Wann ist Karfreitag?

Karfreitag ist ein bundesweiter gesetzlicher Feiertag.

Karfreitag 2019 – 2020 – 2021 – 2022 – Termine

  • 19. April 2019 – Freitag
  • 10. April 2020 – Freitag
  • 02. April 2021 – Freitag
  • 15. April 2022 – Freitag

Karfreitag ist der Feiertag vor Ostern. Der Ostertag wiederum liegt auf dem ersten Sonntag nach dem ersten Vollmond im Frühling. Frühestes mögliches Datum für den Karfreitag ist der 20. März und spätester Termin ist der 23. April.

Da auch der Ostermontag ein gesetzlicher Feiertag ist, haben Arbeitnehmer rund um Ostern vier arbeitsfreie Tage am Stück. Kinder haben in dieser Zeit fast überall Osterferien.

Karfreitag – Bedeutung

Kreuzigung Jesu Christi

Christen gedenken an diesem Tag der Kreuzigung Jesu Christi. Nach ihrem Glauben nahm Jesus mit dem Tod am Kreuz freiwillig die Sünden und die Schuld der Menschen auf sich.

Im Mittelalter gehörte der Karfreitag noch nicht zu den hohen christlichen Festen. Erst die Lutherische Kirche stellte den Tag dann auf eine Stufe mit den kirchlichen Hauptfesten Weihnachten, Ostern und Pfingsten. Während die Bedeutung im evangelischen Bereich zunahm, verfügte die katholische Kirche 1642, dass es sich bei dem Freitag vor Ostern um einen gewöhnlichen Werktag handele.
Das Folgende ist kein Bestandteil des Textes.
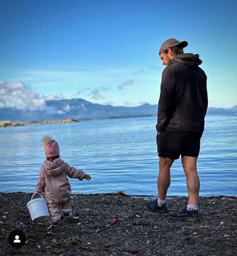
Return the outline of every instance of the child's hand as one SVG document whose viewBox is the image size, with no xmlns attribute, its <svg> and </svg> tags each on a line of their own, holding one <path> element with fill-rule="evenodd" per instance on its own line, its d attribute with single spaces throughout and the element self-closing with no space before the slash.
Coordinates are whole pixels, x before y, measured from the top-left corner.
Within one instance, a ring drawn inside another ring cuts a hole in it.
<svg viewBox="0 0 237 256">
<path fill-rule="evenodd" d="M 89 174 L 86 174 L 85 176 L 85 177 L 83 178 L 83 179 L 87 180 L 88 181 L 89 181 L 91 179 L 91 176 L 89 175 Z"/>
</svg>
Erst mit dem Zweiten Vatikanischen Konzil (1962 – 1965) wurde der Karfreitag auch bei den Katholiken ein Feiertag und heute ist er in der katholischen Kirche ein strenger Fast- und Abstinenztag. In den evangelischen Kirchen gilt er als höchster Feiertag.

Prozessionen zum Karfreitag

In einigen Regionen gehören bis heute Prozessionen zum Brauchtum rund um den Feiertag, vor allem in Italien und Spanien. In Deutschland finden solche Prozessionen zum Beispiel in Lohr am Main oder Menden im Sauerland statt. Und sehr bekannt ist der Kreuzweg durch die Via Dolorosa in Jerusalem.

Tanzverbot am Karfreitag

Da der Karfreitag zu den sogenannten stillen Tagen gehört, gelten in Deutschland besondere Einschränkungen im öffentlichen Leben, zum Beispiel ein Tanzverbot. Öffentliche Veranstaltungen, wie etwa Sportveranstaltungen, sind verboten. Und auch Kinos, Theater und Opern müssen den Feiertag in ihrem Spielplan berücksichtigen.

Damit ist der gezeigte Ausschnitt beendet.